Identificação do Processo:
- Número do Processo: TC-013111.989.18-2
- Órgão Julgador: Tribunal Pleno
- Relator: Substituto de Conselheiro Antonio Carlos dos Santos
- Data da Sessão de Julgamento: 18/07/2018
Introdução
O presente artigo analisa a decisão proferida pelo Tribunal Pleno do TCESP no âmbito de um Exame Prévio de Edital, referente ao Pregão Presencial nº 015/2018 da Prefeitura Municipal de Americana. O certame tinha como objeto a “contratação de empresa para recepção e destinação final de resíduos sólidos domiciliares e comerciais em aterro sanitário licenciado pelo órgão ambiental”.

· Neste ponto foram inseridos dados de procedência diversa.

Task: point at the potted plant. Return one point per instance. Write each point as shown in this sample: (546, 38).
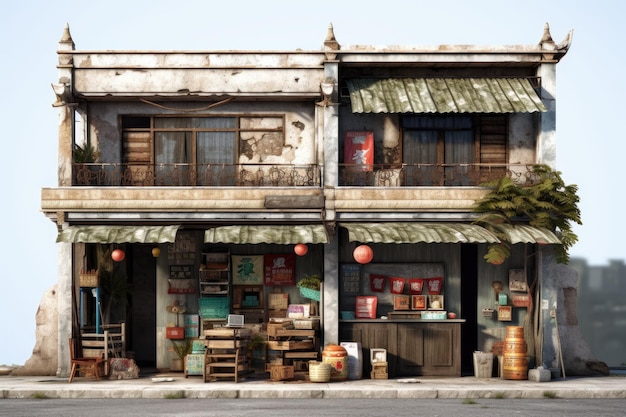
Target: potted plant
(182, 349)
(83, 157)
(310, 286)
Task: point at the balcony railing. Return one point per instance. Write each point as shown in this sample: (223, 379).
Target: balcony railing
(277, 175)
(424, 175)
(210, 175)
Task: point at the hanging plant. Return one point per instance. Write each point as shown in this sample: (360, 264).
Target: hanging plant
(547, 203)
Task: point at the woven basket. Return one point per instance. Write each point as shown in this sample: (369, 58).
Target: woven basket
(319, 371)
(88, 279)
(309, 293)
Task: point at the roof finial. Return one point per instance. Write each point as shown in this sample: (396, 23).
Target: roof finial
(66, 38)
(546, 40)
(330, 43)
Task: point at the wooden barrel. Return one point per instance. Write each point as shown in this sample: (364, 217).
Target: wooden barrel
(515, 366)
(337, 357)
(515, 361)
(514, 346)
(515, 332)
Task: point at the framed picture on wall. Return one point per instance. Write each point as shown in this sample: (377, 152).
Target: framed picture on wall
(505, 313)
(418, 302)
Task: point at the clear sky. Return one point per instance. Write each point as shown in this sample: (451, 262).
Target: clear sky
(590, 87)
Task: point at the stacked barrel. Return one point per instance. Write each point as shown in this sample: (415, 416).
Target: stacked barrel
(515, 361)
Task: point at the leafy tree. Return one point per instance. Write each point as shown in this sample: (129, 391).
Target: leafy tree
(547, 202)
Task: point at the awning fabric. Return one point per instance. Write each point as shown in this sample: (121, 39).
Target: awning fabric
(118, 234)
(443, 95)
(284, 235)
(521, 233)
(399, 232)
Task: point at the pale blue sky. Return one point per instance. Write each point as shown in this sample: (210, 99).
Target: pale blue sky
(590, 88)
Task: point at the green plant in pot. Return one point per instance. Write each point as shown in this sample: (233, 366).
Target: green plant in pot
(310, 286)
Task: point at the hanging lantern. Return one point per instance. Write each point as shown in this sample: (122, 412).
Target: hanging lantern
(363, 254)
(301, 249)
(118, 255)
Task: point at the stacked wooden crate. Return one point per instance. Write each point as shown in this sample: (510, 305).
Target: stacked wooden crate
(226, 355)
(290, 346)
(378, 359)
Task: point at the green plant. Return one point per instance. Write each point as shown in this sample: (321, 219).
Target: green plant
(85, 154)
(312, 282)
(546, 203)
(182, 348)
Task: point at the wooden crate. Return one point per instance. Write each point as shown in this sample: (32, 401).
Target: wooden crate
(289, 344)
(379, 371)
(281, 372)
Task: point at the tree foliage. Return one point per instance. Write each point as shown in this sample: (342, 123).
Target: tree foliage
(548, 203)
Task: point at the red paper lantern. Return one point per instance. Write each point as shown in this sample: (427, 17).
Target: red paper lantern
(301, 249)
(363, 254)
(118, 255)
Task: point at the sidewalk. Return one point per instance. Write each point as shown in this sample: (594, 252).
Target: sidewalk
(177, 386)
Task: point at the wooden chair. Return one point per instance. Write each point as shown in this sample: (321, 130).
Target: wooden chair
(111, 343)
(89, 366)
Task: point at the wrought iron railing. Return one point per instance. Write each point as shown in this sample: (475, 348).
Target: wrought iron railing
(416, 175)
(209, 175)
(278, 175)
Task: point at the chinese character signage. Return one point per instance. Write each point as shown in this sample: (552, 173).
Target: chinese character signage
(248, 270)
(280, 269)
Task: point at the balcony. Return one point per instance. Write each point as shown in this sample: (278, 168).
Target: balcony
(430, 175)
(277, 175)
(209, 175)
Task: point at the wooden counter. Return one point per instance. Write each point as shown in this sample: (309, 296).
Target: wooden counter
(414, 347)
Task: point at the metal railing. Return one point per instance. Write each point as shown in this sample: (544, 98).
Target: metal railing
(208, 175)
(433, 175)
(278, 175)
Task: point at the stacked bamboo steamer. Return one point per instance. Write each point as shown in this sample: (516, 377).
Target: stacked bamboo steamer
(515, 361)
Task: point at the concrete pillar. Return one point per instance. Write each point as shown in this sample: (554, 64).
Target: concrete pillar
(330, 301)
(546, 140)
(64, 306)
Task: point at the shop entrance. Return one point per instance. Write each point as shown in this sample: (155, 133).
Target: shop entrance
(469, 306)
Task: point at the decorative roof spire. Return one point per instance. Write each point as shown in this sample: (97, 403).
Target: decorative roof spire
(331, 44)
(66, 39)
(546, 40)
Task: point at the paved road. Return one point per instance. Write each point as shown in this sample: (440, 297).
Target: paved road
(311, 407)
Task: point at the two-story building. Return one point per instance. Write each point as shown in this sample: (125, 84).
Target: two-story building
(250, 153)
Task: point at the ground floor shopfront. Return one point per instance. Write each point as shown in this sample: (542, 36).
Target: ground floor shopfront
(484, 297)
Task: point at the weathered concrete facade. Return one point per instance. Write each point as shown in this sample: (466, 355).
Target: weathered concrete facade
(293, 111)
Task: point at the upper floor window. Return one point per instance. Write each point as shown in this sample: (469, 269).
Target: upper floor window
(452, 149)
(196, 150)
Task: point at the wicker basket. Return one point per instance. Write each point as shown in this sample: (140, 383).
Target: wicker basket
(319, 371)
(309, 293)
(88, 279)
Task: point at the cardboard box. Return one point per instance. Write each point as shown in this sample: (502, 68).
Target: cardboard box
(175, 332)
(281, 372)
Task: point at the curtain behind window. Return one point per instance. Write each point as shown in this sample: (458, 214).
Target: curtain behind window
(424, 136)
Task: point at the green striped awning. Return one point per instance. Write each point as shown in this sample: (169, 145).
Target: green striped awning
(522, 233)
(283, 234)
(118, 234)
(400, 232)
(443, 95)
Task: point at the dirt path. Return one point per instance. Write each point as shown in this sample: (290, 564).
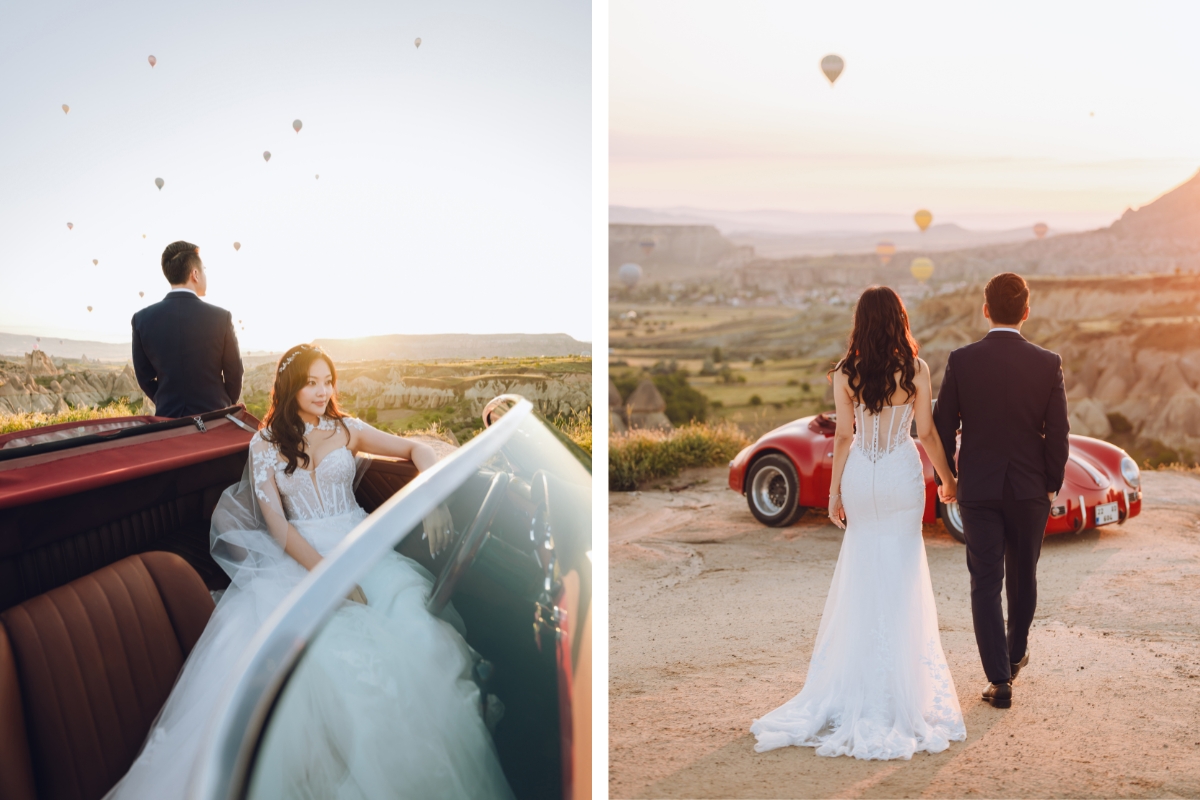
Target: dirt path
(713, 618)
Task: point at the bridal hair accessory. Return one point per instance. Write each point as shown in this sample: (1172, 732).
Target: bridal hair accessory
(300, 349)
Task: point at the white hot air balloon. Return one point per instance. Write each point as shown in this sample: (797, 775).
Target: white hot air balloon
(630, 274)
(832, 66)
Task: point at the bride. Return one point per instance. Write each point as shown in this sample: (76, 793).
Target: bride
(408, 727)
(877, 685)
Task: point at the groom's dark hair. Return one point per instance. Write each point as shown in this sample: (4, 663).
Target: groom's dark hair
(1007, 296)
(178, 262)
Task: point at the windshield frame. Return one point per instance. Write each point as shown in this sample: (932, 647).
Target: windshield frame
(234, 731)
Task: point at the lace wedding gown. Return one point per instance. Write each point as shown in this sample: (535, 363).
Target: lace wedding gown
(877, 685)
(382, 705)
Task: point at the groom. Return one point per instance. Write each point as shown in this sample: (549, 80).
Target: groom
(1007, 395)
(185, 352)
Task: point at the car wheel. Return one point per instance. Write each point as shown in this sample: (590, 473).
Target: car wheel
(773, 491)
(952, 517)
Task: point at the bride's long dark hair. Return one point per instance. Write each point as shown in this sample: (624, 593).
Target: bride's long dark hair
(881, 346)
(282, 422)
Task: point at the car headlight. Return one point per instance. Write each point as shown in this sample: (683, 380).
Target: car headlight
(1131, 473)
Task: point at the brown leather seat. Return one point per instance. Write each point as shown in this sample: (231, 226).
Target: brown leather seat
(84, 671)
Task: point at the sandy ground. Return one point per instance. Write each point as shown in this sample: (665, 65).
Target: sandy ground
(713, 618)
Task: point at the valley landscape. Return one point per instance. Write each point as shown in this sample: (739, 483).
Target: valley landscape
(1120, 304)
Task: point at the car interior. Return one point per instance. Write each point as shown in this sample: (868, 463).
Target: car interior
(93, 583)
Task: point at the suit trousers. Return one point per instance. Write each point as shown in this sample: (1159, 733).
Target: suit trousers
(1003, 546)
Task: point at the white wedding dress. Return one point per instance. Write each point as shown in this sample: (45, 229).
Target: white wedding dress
(382, 704)
(877, 685)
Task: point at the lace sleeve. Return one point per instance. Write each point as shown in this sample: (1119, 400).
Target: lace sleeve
(263, 458)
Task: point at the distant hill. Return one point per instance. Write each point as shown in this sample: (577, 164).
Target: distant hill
(454, 346)
(18, 344)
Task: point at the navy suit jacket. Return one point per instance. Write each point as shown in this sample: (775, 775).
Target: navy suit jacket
(185, 355)
(1008, 396)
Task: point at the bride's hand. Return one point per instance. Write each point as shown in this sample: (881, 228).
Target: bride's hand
(439, 529)
(837, 511)
(948, 492)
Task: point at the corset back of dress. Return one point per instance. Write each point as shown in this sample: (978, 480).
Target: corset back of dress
(880, 434)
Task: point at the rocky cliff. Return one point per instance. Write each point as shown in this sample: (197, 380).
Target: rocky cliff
(1131, 349)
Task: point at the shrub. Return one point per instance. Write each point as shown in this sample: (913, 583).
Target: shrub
(640, 456)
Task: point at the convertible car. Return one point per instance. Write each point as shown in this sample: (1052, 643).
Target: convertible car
(789, 470)
(106, 584)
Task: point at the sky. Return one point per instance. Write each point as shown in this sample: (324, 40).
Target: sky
(454, 191)
(993, 115)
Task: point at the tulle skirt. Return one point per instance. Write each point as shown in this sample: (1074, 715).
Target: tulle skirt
(381, 705)
(879, 686)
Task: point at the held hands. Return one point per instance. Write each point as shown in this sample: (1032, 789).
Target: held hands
(837, 511)
(438, 530)
(948, 492)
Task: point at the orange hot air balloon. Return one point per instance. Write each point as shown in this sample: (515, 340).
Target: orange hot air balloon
(885, 250)
(832, 65)
(922, 269)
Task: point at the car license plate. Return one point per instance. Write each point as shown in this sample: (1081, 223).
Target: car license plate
(1105, 513)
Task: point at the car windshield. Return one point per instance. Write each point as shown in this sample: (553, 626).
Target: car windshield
(340, 696)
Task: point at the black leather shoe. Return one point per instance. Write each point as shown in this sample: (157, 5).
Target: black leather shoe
(999, 695)
(1020, 665)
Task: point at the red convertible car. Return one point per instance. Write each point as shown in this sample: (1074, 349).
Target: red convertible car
(789, 470)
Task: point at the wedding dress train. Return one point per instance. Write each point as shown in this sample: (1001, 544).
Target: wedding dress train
(877, 685)
(383, 704)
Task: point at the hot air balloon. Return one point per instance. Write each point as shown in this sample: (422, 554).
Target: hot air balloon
(922, 269)
(832, 65)
(885, 250)
(629, 274)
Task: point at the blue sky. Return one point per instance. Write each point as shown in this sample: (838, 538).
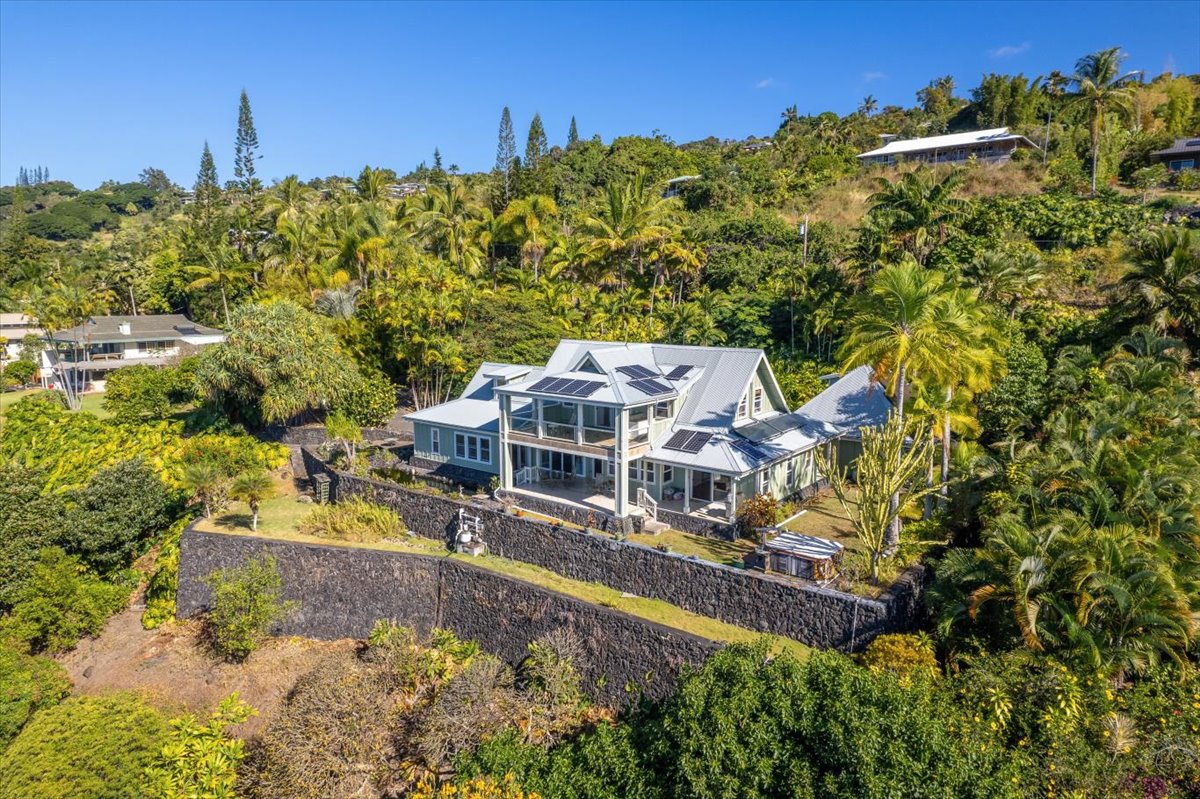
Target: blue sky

A representação, formulada pela empresa Estre SPI Ambiental S/A, questionou diversos pontos do instrumento convocatório, levando o Tribunal a uma profunda análise sobre os limites da discricionariedade administrativa na formulação de exigências editalícias. Os principais pontos de controvérsia abordados foram:
- A ausência de definição prévia do valor mínimo para redução dos lances.
- A restrição à competitividade decorrente da fixação de um raio geográfico para a localização do aterro sanitário.
- A exiguidade do prazo para a vencedora apresentar a licença de operação de uma eventual estação de transbordo.
- A restrição da licença ambiental ao órgão paulista (CETESB).
Análise dos Pontos Controversos
1. A Definição do Intervalo Mínimo para Redução de Lances
Um dos pontos centrais da impugnação foi a omissão do edital em fixar um percentual ou valor mínimo para a redução dos lances durante a fase de disputa do pregão, delegando essa definição ao pregoeiro no momento da sessão.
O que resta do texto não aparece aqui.